## Please enable JavaScript to view this site.

 Predicting values with Cox proportional hazards regression

The objective of Cox proportional hazards regression is to estimate the hazard rate (and subsequently the survival function) for the observed population. The value of the hazard function depends not only on elapsed time to the event of interest, but also on the values for each of the predictor variables included in the model. Using the fit model and known values of each predictor variable in the model, predictions can be made for estimated survival probabilities at given time points. While this is a powerful feature, it is not required to perform Cox regression and can be ignored unless specific predictions from the model are desired.

## Predictions with Cox regression

Once a model is fit using Cox proportional hazards regression, it is possible to estimate a specific value for the hazard (and survival probability) at a given time, assuming values for each of these predictor variables are supplied. Prism can predict values for the hazard and survival probability using information supplied in two different locations: from points in the input data table, and using specific points on the Predictions tab.

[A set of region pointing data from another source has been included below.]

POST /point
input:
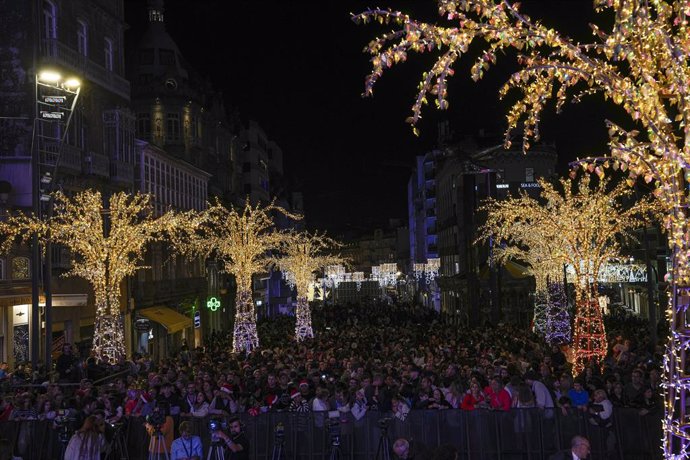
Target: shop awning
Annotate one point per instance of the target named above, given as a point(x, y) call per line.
point(167, 317)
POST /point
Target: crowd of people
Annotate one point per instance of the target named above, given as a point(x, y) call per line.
point(380, 358)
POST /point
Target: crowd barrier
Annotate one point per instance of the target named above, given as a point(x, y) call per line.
point(521, 434)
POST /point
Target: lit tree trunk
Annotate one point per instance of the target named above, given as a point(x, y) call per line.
point(303, 328)
point(108, 336)
point(589, 340)
point(245, 337)
point(557, 319)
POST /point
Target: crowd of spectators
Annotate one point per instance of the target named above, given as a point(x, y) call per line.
point(378, 358)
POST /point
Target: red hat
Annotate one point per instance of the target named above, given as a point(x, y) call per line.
point(226, 388)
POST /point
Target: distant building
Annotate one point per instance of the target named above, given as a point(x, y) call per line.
point(472, 290)
point(82, 39)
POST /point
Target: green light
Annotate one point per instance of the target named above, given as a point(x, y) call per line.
point(213, 304)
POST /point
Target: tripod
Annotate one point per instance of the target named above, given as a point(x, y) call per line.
point(278, 450)
point(158, 442)
point(383, 452)
point(216, 451)
point(118, 447)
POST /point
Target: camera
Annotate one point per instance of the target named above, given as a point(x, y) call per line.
point(156, 419)
point(279, 433)
point(215, 424)
point(384, 423)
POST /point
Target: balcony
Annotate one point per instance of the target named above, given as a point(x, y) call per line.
point(121, 172)
point(55, 52)
point(97, 164)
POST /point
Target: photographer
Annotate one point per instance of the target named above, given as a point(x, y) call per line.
point(88, 442)
point(236, 442)
point(186, 447)
point(600, 410)
point(160, 426)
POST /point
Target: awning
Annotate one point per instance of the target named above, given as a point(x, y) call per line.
point(167, 317)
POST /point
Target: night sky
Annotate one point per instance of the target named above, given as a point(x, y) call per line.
point(297, 68)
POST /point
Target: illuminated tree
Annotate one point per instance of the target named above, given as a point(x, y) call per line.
point(640, 64)
point(303, 255)
point(580, 225)
point(521, 242)
point(242, 240)
point(107, 245)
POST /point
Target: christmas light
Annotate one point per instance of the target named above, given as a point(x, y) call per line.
point(241, 238)
point(302, 255)
point(105, 251)
point(580, 224)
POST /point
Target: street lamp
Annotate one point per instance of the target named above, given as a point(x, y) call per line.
point(55, 99)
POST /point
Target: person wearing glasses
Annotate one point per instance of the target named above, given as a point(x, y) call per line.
point(579, 450)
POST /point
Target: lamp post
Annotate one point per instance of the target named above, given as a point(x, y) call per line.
point(55, 100)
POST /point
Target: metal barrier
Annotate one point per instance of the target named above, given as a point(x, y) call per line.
point(524, 434)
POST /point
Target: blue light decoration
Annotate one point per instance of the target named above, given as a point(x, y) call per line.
point(213, 304)
point(557, 328)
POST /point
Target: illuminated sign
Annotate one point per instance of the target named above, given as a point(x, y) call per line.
point(51, 115)
point(213, 304)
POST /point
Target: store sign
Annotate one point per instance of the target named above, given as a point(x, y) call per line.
point(213, 304)
point(54, 99)
point(52, 115)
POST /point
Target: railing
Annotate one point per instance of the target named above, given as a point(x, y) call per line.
point(53, 50)
point(478, 435)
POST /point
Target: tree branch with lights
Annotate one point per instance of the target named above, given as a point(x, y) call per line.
point(242, 239)
point(639, 63)
point(581, 224)
point(107, 245)
point(303, 254)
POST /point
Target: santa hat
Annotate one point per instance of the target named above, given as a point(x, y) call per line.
point(226, 388)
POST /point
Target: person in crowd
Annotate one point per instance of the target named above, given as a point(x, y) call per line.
point(579, 450)
point(88, 442)
point(187, 446)
point(161, 436)
point(236, 442)
point(601, 409)
point(497, 397)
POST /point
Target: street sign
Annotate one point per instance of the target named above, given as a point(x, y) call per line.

## Predict (or interpolate) from values of predictor variables in the data table

When this box is checked, Prism will examine the input data table for rows that:

1.Contain a value for the elapsed time to the event of interest

2.Contain a value for each predictor variable in the specified model

3.Do not contain a value for the outcome (event/censor) variable

For each of these rows, Prism will use the determined best-fit parameter coefficients along with the values in this row of the data table to calculate the corresponding values of the linear predictor (Xβ), the hazard ratio (exp[Xβ]), and the cumulative survival for these observations. Note that unlike simple linear or nonlinear regression, rows used for interpolation are not required to be at the end of the data table. Prism will search for any row that meets the three criteria above for interpolation.

## Predict (or interpolate) from values of predictor variables in the dialog

When this box is checked, Prism allows you to create custom points for interpolation (prediction) by specifying values for the elapsed time to the event of interest as well as values for each of the predictor variables in the model. Use the up/down arrows to specify the number of points to be added for interpolation. In the top of the two boxes, a name/label can be added for each interpolated point.

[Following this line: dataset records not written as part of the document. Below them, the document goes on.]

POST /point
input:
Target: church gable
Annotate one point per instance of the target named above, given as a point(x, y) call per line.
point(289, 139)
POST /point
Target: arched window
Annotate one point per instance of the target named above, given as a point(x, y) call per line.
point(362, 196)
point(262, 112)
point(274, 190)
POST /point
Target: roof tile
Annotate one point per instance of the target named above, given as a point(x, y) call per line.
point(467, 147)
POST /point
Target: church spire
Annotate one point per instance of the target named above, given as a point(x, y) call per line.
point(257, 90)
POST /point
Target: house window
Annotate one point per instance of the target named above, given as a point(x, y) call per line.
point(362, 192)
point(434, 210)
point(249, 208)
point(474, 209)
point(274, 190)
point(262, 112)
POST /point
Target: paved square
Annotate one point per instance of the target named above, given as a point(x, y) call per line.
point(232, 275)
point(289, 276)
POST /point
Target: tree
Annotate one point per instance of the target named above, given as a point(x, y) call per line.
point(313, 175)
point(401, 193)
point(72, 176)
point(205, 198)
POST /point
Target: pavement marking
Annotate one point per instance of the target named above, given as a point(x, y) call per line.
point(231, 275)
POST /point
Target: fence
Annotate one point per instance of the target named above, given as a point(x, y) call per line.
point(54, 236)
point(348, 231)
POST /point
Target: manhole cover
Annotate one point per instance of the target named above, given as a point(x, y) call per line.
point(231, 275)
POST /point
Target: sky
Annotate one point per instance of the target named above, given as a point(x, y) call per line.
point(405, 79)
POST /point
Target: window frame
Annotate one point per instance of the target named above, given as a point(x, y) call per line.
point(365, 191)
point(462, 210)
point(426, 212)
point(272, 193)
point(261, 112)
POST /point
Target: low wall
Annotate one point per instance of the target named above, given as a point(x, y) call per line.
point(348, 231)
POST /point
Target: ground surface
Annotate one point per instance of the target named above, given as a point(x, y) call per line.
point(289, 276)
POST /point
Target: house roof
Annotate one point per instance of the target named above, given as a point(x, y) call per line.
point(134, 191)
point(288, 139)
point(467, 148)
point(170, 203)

Each point for interpolation must have defined values for each of the predictor variables in the model, and must also include a value for the elapsed time to the event of interest. To specify these values, select an “Auto” method or choose “Custom…” from the dropdown menu. The default settings for each predictor are as follows:

Continuous variables (including the elapsed time to event of interest variable): the Auto dropdown will be set to “Default” and the value will be zero

Categorical variables: the Auto dropdown menu and value will match the settings of the Reference level for  this variable. If the reference values have not been changed manually, the Auto dropdown menu will be set to “First level (default)”

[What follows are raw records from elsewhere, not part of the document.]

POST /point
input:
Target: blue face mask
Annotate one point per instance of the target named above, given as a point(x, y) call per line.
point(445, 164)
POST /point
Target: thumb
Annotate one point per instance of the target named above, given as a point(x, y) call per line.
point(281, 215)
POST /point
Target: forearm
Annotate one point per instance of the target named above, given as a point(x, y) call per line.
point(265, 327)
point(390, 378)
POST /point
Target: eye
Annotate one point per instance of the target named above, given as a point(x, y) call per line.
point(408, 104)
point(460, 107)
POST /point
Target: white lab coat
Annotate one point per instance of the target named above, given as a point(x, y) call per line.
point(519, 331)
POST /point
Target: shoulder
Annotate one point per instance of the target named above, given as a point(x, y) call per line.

Because the default value for elapsed time is set to zero, the predicted value for cumulative survival will be 1 (the predicted survival at an elapsed time of zero is assumed to be 1 or 100%).

For each predictor variable, you can enter a value or choose the minimum, maximum, or the value of that variable.

Similarly, for categorical variables, Prism provides options for interpolation using the first level, the last level, or the most/least frequent level in the data. Once again, if the data changes, Prism will automatically update the interpolation accordingly.

Finally, for both continuous and categorical variables, Prism allows for entry of a “Custom…” value to be entered for interpolation.

## What happens to the predicted values if the input data changes

When the input data for Cox proportional hazards regression are changed, Prism will automatically recalculate regression coefficients for the specified model. This will have an effect on the values being predicted using the model. Additionally, for points predicted using values of predictor variables listed in the dialog, changes made to the data may change the values of various "Auto" assignment methods.

For continuous variables, Prism provides options to interpolate from the minimum, maximum, or mean value of that variable in the data table (using the "Auto" method dropdown menu). If the data are changed, this minimum, maximum, or mean value may also change, resulting in a different value used during interpolation calculations.

Similarly for categorical variables, Prism provides options to interpolate using the first level, last level, most frequent level, or least frequent level of that variable in the data table (using the "Auto" method dropdown menu). If the data are changed, the first, last, most frequent, or least frequent level may also change, resulting in a different value used during interpolation calculations.

Note that the default "Auto" method (and value) for categorical variables used for interpolation will match the method (and value) of the reference level for that variable. However, once a point is interpolated using a specific method, changing the method for reference level determination will not change the assigned method for the interpolated point.